Napoli - Inter, il finale peggiore: il botta e risposta tra Sarri e Mancini

Nel concitato finale tra Napoli ed Inter, l'allenatore del Napoli scivola sul nervosismo, mentre Mancini lancia pesanti accuse al toscano ai microfoni di Rai Sport nel post gara. La gara, ovviamente, con il successo dell'Inter per 2-0, è passata in secondo piano.

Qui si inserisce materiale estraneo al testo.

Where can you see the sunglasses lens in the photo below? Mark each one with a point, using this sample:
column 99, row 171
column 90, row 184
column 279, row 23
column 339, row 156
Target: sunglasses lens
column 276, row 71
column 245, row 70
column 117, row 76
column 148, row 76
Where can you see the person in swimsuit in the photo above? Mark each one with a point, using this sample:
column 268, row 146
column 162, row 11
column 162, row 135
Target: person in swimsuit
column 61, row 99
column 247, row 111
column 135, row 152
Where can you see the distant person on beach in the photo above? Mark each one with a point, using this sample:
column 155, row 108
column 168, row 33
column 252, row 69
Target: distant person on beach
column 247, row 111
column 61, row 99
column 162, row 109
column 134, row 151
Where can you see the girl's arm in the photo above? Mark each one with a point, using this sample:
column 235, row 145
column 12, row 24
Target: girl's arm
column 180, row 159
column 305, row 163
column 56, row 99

Napoli - Inter, il finale peggiore: il botta e risposta tra Sarri e Mancini
Napoli - Inter, il finale peggiore: il botta e risposta tra Sarri e Mancini

Finale peggiore non poteva esserci al San Paolo dopo la vittoria dell'Inter di Roberto Mancini in casa del Napoli di Maurizio Sarri. L'allenatore degli ospiti, espulso nel concitato finale di gara, è intervenuto ai microfoni di Rai Sport accusando di razzismo il collega partenopeo, reo di averlo pesantemente insultato dopo l'errore del quarto uomo nella segnalazione del recupero. 

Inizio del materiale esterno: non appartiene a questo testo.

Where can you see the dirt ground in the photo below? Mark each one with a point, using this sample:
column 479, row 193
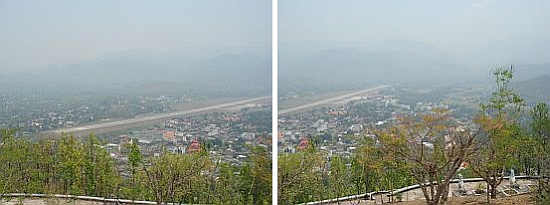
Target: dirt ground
column 521, row 199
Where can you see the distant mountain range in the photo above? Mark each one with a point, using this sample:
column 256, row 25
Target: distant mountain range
column 535, row 90
column 241, row 73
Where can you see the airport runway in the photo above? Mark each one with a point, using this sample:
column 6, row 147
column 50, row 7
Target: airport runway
column 122, row 123
column 330, row 100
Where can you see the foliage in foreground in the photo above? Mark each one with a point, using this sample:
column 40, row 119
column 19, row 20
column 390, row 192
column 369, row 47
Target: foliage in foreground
column 71, row 166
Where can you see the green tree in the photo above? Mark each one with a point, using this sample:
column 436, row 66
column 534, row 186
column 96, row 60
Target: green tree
column 501, row 131
column 432, row 148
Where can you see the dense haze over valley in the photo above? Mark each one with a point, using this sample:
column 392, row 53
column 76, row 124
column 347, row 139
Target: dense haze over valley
column 336, row 45
column 208, row 48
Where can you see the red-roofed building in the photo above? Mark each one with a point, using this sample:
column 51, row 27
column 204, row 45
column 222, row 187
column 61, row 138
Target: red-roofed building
column 303, row 145
column 194, row 146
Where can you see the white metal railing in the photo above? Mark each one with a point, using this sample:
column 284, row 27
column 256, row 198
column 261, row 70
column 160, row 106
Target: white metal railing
column 404, row 189
column 84, row 198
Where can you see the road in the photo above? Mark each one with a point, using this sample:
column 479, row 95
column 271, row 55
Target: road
column 123, row 123
column 330, row 100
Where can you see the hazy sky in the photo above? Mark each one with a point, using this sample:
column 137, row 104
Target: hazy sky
column 40, row 33
column 473, row 31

"Il battibecco finale con la panchina del Napoli? Bisogna chiedere a Sarri, che è razzista. Uomini come lui non possono stare nel mondo del calcio. Ha usato parole razziste, mi sono alzato per chiedere dei cinque minuti di recupero. Ha gridato ‘frocio, finocchio’. Sono orgoglioso di esserlo se lui è un uomo, persone così non dovrebbero stare nel calcio. Ha sessanta anni, il quarto uomo ha sentito e non ha detto nulla. Siamo stato allontanati entrambi. Questo episodio cancella tutto il resto della gara, ma è una vergogna. Negli spogliatoi l’ho cercato, mi ha chiesto scusa. Ma deve vergognarsi, non parlo della partita. In Inghilterra non l'avrebbero messo nemmeno su un campo di allenamento. Sono nervoso". 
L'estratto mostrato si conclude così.